As a lifeguard, Moyer watched different areas of the pools. She and her fellow lifeguards rotated positions every 20 minutes, a practice that is still followed to encourage alertness.
“That way, they’re not watching the same thing all day long,” Moyer said. “...It’s something that keeps them moving and doing different things.”
Moyer said she would make up dance moves as she watched the lazy river, but her favorite stand was the one near the diving boards.
“A lot of our guards actually teach kids how to dive and do flips and other cool things off the diving boards,” Moyer said. “It’s a cool way to interact with the community members.”
Moyer moved up to become a lifeguard captain and took on more responsibilities, including setting up pool equipment, cleaning tasks and checking on the other lifeguards on duty.
Just over three years ago, Moyer was promoted to head aquatics manager. She now creates schedules for the lifeguards, teaches lifeguard classes and leads two hours of lifeguard refresher training every week.

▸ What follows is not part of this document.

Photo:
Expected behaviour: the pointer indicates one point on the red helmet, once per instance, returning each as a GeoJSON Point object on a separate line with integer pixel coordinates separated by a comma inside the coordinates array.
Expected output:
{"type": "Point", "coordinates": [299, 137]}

“During training, we divide up into teams and do team building games to get to know each other a little better,” Moyer said.
Teaching is a passion of Moyer’s — she will be teaching fifth grade in Salina this fall — so leading young teenagers is an opportunity she relishes.
“A lot of times, it’s the first job ever for a 15-year-old. It’s cool to help them along their journey of life,” Moyer said.
Moyer passes on the skills she learned in her years of lifeguarding.
“I’ve learned how to interact with other people,” Moyer said. “I’ve learned good communication skills and how to handle conflicts in the right manner — not getting angry and yelling back, learning to how stay calm and stay alert.”
Showing respect for the pool’s patrons is key to receiving respect in return, Moyer said. That starts with being able to talk with anyone who comes through the gate.
“That’s the coolest part about my job — I get to walk around and talk to patrons and lifeguards and get to know the community a lot better,” Moyer said. “I’m a big community person, so I love talking to people.”
For the past six years, Moyer has taught swimming lessons to children.
“Once you get them to not be terrified of the water and they’re swimming every day, it’s the coolest thing to see,” Moyer said.
Interacting with children and seeing them grow up gives her the determination to provide the best customer service possible.
“I try to work hard and give kids a safe place to come during the summer,” Moyer said.
Moyer’s favorite day to work at McPherson Water Park is the Fourth of July, during which employees have a contest to see who can come up with the most patriotic outfit.
“I enjoy the staff we have right now; they’re all positive,” Moyer said.
Despite the long, hot days, not a summer will go by in McPherson without Moyer’s presence at its pools.
“It’s fun. I love it here. I never want to leave,” Moyer said.